Glass packaging firm Verallia has posted a 7.0% increase in revenue in its full year 2019, to €2.59 billion, with the group's performance marking "an important milestone" in the company's history, according to chief executive Michel Giannuzzi.
The business saw adjusted EBITDA rise to €615 million, a 13.2% increase on the previous year, or 16.0% higher at constant exchange rates. EBITDA margin was 23.8% for the period.
All the group's divisions posted a positive performance last year, with its Southern and Western Europe segment seeing a 6.4% increase in reported sales, to €1.75 billion, on the back of both increased prices and growth in beer, spirits and sparkling wine units.
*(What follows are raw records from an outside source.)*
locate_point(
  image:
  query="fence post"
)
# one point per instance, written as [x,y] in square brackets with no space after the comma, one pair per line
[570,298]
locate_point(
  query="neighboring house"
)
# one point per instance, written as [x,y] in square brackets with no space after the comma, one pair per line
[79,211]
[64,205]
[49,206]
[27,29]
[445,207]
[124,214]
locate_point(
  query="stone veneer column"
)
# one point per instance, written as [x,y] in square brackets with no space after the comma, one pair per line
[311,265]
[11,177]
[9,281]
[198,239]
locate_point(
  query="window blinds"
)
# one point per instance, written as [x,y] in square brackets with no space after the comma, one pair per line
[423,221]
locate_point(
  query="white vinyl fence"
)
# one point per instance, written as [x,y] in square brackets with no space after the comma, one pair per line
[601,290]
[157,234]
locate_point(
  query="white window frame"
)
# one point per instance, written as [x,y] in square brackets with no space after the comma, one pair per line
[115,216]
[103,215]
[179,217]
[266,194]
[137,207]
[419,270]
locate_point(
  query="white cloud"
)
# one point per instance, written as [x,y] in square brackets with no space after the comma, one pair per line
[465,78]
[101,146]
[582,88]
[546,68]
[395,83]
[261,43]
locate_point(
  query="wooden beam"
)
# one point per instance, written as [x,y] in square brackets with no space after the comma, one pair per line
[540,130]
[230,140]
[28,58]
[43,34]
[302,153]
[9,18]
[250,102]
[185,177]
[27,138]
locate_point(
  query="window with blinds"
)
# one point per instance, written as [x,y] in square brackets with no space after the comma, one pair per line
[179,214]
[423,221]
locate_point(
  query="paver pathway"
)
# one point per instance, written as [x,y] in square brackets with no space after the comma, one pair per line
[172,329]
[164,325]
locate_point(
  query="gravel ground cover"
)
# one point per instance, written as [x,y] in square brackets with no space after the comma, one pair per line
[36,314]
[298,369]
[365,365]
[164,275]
Northern and Eastern Europe, meanwhile, saw a 9.0% increase in reported sales, helped by a 'solid recovery' in Russia, while in Latin America, revenue was up 7.5%, although this was dampened by the depreciation of the region's currencies, particularly the Argentine peso.
"The Group's profitability has also increased significantly as the result of the implementation of its three main improvement drivers: volume growth, inflation spread management and the Performance Action Plan," said Giannuzzi.
"Verallia has proven once more its significant deleveraging capability derived from its strong cash generation."
Looking ahead to the coming year, the group has issued a positive outlook, "backed by the addition of new capacities in a growing market and confirms its medium‐term objectives announced at the time of the IPO", added Giannuzzi.